If an adapter 7 is used, then as represented here it may have a constant cross section over its length. It is, however, also possible for the adapter 7 to be configured for example with a conically, parabolically or hyperbolically reducing cross section. The cross section in this case decreases from the space 9 to the capillary 5. Furthermore, it is also possible to form the adapter 7 with cross-sectional narrowings and sections with a constant cross section. For example, it is possible to form a conical, parabolic or hyperbolic intake from the space 9 of the container 3 into the adapter 7 and a likewise conical, parabolic or hyperbolic output from the adapter 7 into the capillary 5, and to configure the section between the intake and the output with a constant cross section. Furthermore, it is also possible for example to provide a conical intake and a parabolic or hyperbolic output. Any other desired configuration is also possible. Furthermore, it is also possible to configure the adapter 7 for example with a cross-sectional area decreasing in steps. In this case, for example, it is possible for the decrease in the cross-sectional area respectively to take place with right-angled steps. As an alternative, however, it is also possible respectively to provide a conical, parabolic or hyperbolic cross-sectional decrease between the individual sections with a constant cross section.

In order to prevent the magnetorheological fluid from being able to emerge between the piston 11 and the walls 15 of the container 3, the piston 11 is guided in the container 3 by a sealing element 17. So that the piston 11 can press the magnetorheological fluid through the capillary 5 only by its own weight force, the mass of the piston 11 is selected so that the weight force is greater than the friction force of the sealing element 17. Furthermore, a material with a low friction coefficient in relation to the material of the walls 15 of the container 3 will preferably be selected as the material for the sealing element 17. In particular, polytetrafluoroethylene is suitable as the material.

As an alternative to a sealing element 17, as represented in FIG. 1, it is also possible to provide the piston 11 with a sealing material as its surface. It is also possible, for example, to form the entire piston from a sealing material. If the piston is provided with a sealing surface, then this will preferably be formed from polytetrafluoroethylene. Thus, for example, it is possible to fit a polytetrafluoroethylene cap onto the piston 11. The cap then acts at the same time as a sealing element 17 and, owing to its low friction in relation to the wall 15 of the container 3, ensures uniform movement of the piston 11.
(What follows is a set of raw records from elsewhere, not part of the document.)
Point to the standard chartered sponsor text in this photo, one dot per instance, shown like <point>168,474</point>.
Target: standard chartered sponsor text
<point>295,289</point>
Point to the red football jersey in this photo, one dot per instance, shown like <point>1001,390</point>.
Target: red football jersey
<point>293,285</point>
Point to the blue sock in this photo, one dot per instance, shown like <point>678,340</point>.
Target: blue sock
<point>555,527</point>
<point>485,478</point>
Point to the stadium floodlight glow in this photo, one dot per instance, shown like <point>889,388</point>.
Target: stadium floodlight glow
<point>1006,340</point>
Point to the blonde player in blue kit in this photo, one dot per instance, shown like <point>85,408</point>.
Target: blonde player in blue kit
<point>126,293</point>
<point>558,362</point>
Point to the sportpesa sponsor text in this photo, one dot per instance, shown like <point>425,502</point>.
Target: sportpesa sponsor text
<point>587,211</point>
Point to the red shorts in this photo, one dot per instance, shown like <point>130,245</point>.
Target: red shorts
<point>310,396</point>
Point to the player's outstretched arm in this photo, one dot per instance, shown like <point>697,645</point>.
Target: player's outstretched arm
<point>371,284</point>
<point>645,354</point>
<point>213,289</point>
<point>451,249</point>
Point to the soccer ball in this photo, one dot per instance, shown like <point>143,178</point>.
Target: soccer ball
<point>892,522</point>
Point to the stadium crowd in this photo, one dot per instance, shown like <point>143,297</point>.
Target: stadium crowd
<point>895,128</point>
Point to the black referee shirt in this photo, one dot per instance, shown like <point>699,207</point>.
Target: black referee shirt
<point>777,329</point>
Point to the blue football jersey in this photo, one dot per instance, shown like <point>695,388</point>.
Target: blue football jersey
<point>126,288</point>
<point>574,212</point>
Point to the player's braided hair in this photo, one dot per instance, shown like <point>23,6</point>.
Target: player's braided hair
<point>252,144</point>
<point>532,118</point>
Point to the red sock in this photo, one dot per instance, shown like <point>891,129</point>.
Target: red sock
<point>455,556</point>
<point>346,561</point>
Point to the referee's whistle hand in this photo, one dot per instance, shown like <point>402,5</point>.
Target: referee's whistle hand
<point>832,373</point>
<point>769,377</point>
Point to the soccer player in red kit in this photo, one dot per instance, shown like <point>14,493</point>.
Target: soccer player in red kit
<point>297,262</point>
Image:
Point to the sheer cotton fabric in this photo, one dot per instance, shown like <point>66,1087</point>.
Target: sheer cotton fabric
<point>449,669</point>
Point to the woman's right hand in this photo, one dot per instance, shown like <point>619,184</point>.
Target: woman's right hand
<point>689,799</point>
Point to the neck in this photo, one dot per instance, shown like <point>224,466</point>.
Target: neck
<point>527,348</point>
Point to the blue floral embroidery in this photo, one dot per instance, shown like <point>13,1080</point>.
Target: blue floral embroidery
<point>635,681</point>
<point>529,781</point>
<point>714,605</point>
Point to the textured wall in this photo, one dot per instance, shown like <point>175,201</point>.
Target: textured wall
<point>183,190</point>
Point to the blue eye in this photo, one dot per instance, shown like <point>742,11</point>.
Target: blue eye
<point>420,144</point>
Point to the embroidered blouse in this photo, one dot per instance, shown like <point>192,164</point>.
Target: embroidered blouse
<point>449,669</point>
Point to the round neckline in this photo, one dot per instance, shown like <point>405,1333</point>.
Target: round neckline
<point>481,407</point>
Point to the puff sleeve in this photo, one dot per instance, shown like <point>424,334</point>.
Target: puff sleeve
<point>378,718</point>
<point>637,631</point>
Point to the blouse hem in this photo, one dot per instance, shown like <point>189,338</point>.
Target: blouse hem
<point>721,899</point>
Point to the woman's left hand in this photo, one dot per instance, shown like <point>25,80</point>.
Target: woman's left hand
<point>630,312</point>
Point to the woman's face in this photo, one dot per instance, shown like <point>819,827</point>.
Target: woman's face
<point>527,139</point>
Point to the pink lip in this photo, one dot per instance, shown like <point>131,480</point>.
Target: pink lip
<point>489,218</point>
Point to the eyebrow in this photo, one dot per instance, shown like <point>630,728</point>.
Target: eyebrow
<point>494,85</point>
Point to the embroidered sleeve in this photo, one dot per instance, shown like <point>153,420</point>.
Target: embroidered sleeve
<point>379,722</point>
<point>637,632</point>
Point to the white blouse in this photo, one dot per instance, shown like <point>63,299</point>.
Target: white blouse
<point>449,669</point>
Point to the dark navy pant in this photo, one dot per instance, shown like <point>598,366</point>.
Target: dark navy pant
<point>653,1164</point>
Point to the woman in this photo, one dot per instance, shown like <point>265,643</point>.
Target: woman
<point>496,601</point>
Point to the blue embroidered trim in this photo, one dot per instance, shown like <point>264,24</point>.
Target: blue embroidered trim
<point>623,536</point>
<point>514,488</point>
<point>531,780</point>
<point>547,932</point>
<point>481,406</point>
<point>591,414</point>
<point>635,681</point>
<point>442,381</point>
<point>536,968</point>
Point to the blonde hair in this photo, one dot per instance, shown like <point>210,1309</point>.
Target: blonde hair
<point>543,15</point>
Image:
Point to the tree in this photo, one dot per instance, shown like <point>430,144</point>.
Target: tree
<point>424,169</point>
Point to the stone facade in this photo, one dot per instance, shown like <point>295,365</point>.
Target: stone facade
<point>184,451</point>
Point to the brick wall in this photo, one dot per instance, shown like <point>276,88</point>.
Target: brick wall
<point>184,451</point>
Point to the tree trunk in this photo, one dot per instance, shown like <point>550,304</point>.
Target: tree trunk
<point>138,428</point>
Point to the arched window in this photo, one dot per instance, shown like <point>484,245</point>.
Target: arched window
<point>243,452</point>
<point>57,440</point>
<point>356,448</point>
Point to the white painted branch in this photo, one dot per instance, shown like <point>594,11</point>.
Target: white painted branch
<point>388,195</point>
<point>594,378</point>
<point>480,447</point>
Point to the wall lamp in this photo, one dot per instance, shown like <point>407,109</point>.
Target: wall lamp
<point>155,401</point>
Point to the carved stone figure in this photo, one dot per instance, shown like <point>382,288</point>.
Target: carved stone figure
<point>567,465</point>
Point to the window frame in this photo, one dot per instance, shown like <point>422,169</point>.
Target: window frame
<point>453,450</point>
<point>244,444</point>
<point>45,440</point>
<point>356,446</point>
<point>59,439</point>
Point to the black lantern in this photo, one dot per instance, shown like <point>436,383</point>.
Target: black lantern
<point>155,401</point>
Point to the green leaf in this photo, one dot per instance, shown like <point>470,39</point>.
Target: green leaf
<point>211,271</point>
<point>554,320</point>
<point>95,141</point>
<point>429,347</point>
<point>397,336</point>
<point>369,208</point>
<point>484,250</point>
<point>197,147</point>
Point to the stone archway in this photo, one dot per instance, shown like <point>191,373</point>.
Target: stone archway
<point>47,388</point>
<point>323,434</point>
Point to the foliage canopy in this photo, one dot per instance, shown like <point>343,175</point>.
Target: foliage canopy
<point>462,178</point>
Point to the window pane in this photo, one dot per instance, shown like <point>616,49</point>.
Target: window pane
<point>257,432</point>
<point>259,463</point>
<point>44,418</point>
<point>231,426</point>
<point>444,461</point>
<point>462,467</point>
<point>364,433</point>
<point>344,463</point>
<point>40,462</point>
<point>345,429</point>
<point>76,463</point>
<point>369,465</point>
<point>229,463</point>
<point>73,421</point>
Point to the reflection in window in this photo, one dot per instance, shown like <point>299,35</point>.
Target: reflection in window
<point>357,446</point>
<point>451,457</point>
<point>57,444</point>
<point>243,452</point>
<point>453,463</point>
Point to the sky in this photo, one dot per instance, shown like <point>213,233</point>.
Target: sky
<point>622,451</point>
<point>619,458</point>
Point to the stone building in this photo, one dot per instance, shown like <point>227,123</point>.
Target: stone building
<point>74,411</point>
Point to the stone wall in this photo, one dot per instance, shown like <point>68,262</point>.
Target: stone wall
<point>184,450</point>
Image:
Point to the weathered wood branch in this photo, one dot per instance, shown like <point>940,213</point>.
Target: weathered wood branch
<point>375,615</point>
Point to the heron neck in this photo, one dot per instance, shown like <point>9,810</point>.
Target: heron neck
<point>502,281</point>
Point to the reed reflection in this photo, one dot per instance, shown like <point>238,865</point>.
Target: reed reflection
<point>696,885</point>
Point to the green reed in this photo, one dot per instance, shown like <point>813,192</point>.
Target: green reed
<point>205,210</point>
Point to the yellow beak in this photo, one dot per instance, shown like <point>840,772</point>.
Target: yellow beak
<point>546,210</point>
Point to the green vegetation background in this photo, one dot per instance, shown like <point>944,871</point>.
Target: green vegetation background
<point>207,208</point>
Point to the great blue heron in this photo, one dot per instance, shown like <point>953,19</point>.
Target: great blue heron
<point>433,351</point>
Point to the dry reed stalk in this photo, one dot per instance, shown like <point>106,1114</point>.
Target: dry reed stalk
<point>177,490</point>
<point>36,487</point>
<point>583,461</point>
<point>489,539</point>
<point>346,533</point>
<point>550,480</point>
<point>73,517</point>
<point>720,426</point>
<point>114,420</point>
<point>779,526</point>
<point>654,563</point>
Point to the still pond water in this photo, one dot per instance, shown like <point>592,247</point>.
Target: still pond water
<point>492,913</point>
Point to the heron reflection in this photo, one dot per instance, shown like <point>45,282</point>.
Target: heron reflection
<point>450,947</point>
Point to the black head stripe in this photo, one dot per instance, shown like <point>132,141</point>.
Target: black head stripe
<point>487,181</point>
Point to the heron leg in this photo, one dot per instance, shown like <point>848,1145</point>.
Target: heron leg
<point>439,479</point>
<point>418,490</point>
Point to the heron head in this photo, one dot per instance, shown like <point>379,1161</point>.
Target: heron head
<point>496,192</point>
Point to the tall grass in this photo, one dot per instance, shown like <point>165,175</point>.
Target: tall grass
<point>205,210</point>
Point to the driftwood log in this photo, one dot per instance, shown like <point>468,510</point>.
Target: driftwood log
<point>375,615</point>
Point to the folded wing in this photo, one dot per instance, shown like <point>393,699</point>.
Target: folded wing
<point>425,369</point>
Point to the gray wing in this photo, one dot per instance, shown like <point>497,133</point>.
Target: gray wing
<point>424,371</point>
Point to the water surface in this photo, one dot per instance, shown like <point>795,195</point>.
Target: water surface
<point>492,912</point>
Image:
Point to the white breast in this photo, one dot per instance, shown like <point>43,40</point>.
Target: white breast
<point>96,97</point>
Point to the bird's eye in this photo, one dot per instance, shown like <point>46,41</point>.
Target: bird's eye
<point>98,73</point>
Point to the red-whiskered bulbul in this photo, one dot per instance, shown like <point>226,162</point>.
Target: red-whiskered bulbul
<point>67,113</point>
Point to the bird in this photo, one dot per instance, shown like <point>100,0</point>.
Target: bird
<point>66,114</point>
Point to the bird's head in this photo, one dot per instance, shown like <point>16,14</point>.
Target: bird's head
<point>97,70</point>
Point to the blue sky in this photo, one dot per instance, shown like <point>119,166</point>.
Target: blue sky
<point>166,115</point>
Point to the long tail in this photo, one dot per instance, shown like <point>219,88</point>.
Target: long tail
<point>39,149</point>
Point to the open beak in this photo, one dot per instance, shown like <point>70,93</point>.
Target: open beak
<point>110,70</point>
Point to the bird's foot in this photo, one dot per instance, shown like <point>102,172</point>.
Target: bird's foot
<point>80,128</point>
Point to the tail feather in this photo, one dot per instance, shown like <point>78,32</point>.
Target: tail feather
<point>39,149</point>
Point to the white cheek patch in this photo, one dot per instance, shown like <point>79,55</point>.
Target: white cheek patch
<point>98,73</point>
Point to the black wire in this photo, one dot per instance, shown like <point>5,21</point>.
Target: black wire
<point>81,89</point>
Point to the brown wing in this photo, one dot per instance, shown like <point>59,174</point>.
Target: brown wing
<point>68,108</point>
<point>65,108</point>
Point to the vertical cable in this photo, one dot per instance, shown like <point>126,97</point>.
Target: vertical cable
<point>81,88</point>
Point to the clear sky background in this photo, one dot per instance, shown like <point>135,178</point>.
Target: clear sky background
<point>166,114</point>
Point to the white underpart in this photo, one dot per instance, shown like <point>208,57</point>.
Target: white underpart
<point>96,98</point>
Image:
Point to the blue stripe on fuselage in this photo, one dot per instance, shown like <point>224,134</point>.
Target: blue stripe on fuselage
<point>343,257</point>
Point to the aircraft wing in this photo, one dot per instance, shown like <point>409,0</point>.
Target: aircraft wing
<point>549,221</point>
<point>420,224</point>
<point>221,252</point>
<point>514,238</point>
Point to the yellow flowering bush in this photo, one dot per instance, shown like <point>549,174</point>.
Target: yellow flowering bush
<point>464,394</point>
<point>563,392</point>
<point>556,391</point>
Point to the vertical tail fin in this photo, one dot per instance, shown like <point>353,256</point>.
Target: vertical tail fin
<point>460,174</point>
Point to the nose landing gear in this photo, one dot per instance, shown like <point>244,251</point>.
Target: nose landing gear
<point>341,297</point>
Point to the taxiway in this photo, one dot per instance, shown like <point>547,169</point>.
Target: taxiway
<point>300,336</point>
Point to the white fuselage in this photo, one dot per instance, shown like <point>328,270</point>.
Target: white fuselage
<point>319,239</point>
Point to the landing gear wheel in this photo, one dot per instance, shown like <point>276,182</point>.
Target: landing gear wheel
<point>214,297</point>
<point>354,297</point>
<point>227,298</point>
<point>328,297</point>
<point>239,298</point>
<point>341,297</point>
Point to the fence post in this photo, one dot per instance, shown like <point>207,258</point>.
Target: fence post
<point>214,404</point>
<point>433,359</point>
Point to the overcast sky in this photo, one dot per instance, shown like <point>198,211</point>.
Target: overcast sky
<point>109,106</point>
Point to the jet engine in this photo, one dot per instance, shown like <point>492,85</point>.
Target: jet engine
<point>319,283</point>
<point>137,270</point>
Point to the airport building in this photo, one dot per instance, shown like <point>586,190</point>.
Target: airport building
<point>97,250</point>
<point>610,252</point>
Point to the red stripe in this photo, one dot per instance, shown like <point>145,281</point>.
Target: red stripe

In order to be able to measure the volume flow through the capillary 5 with an applied magnetic field, in the embodiment represented here bar magnets 19 are arranged in the region of the capillary 2. The bar magnets 19 are positioned so that one magnet points toward the capillary with its north pole and the other bar magnet with its south pole, so that the bar magnets lie opposite one another. The angle between the bar magnets is preferably 180°. Other angles between the bar magnets are however also possible, for example 90°. It is also possible to use only one bar magnet. In this way, a magnetic field is generated in the capillary 5. The bar magnets 19 are preferably fastened removably so that, besides a measurement with an applied magnetic field, a measurement can also be carried out without a magnetic field. To this end, the bar magnets 19 will merely be removed.

As an alternative to the use of bar magnets 19, it is also possible for example to use a horseshoe magnet. The magnet should, however, be configured in such a way that the north and south poles lie opposite in the region of a gap in which the capillary can be positioned, so that an essentially homogeneous magnetic field is generated in the capillary 5.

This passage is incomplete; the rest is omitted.